Entire slice regular functions

TL;DR

This paper develops the theory of entire slice regular functions in the quaternionic setting, including new growth estimates, zero counting, and analogs of classical complex analysis theorems, extending the understanding of quaternionic analysis.

Contribution

It introduces new results on growth, zero distribution, and classical theorems for entire slice regular functions, advancing quaternionic analysis.

Findings

Established growth relations with power series coefficients

Proved quaternionic analogs of Jensen and Carathéodory theorems

Analyzed zeros, including spherical zeros with infinite cardinality

Abstract

Entire functions in one complex variable are extremely relevant in several areas ranging from the study of convolution equations to special functions. An analog of entire functions in the quaternionic setting can be defined in the slice regular setting, a framework which includes polynomials and power series of the quaternionic variable. In the first chapters of this work we introduce and discuss the algebra and the analysis of slice regular functions.
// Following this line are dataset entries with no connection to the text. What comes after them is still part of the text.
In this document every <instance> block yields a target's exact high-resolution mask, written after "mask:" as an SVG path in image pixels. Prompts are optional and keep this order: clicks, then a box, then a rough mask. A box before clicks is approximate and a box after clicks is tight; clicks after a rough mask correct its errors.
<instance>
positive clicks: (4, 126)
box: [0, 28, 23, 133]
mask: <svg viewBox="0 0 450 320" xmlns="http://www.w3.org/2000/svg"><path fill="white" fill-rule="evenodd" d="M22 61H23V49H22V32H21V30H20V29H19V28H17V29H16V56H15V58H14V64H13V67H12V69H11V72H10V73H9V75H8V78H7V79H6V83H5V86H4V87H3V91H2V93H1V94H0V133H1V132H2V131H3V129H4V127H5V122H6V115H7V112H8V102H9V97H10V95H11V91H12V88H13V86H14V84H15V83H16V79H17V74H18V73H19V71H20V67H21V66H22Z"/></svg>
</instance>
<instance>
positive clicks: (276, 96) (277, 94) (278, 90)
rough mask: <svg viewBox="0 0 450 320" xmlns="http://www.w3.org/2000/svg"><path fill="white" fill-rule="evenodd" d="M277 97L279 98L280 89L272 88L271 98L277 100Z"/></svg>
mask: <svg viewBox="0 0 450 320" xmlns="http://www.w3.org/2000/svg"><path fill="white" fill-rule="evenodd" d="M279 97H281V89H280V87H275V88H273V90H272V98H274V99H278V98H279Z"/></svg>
In addition to offering a self-contained introduction to the theory of slice-regular functions, these chapters also contain a few new results (for example we complete the discussion on lower bounds for slice regular functions initiated with the Ehrenpreis-Malgrange, by adding a brand new Cartan-type theorem). The core of the work is Chapter 5, where we study the growth of entire slice regular functions, and we show how such growth is related to the coefficients of the power series expansions that these functions have. It should be noted that the proofs we offer are not simple reconstructions of the holomorphic case. Indeed, the non-commutative setting creates a series of non-trivial problems. Also the counting of the zeros is not trivial because of the presence of spherical zeros which have infinite cardinality. We prove the analog of Jensen and Carath\'eodory theorems in this setting.